4 comments on “Feathers and Nests: An Observational Art Provocation”

  1. Jacquie

    I always felt this way with my second too — her older brother’s activities and interests seem to dictate what we did when she was younger. It was so nice to see her develop her own interests as she grew older (and no longer wanted to always follow big brother around 😉 And watercolors are so much fun with kids of all ages – lovely!

  2. cardboardkidz

    how do you get them not to mix all the colors into the brown muck? My 3,8 daughter likes dipping brushes (or fingers) into all of the colors (without rinsing to get a new color) and even when she does rinses before taking next color – she just mixes everything on the paper into the brown mess – even when I demonstrate how colours look beautifully on paper by themselves or only 2-3 mixed she is still very contently makes mud, then prowdly demonstrates it to me.

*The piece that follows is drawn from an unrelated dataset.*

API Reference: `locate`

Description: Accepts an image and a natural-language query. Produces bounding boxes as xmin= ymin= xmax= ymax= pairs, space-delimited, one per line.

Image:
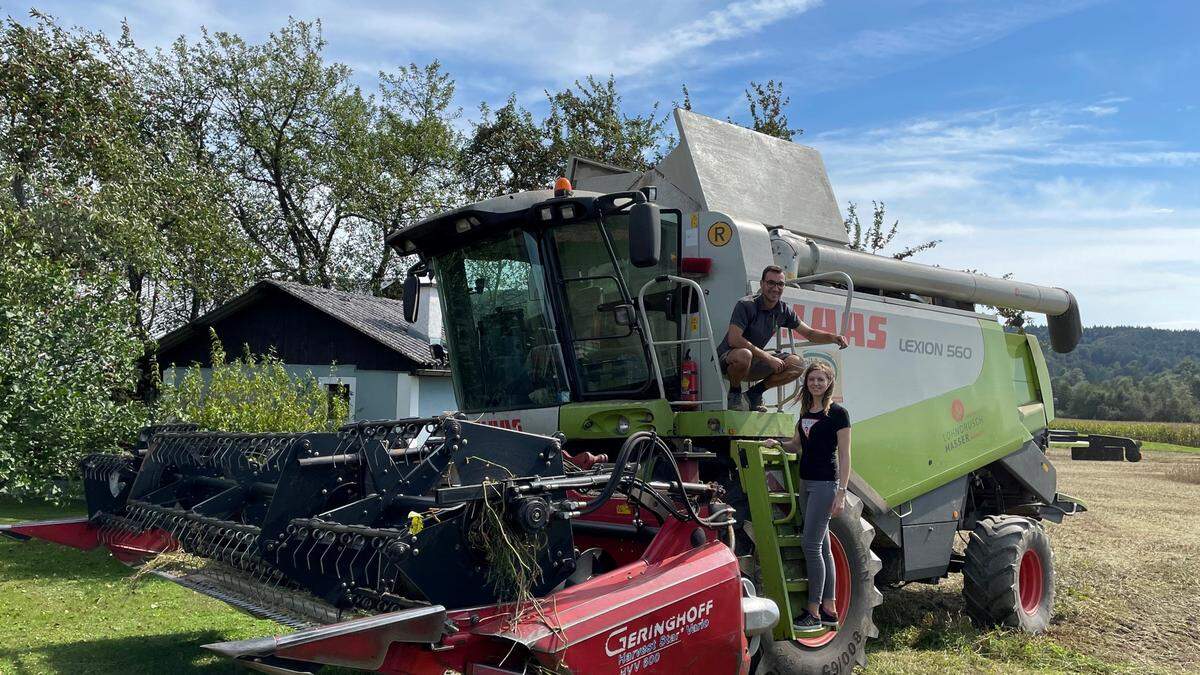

The other day I tried another approach that I though will teach her to admire the color – I showed her how to paint wet on wet (fingers and paintbrushes), just dropping paint and drawing lines on pre-wet paper to see how paint dissolves and mixes by itself – but she did the same thing and ended up elbow-deep in dirt, just sloshing it about the paper. It really kills me, as I am an artist and it pains me to see this happening every time, and I tried every possible approach. Any advise?

  3. Rachel

    I must tell you that your posts are a delight! I am a momma to 4 & know how busy raising kiddos is! But your posts make me stop & ponder how to support their individuality, their passions & everyday beauty. Thank you for the time you take to share with us all.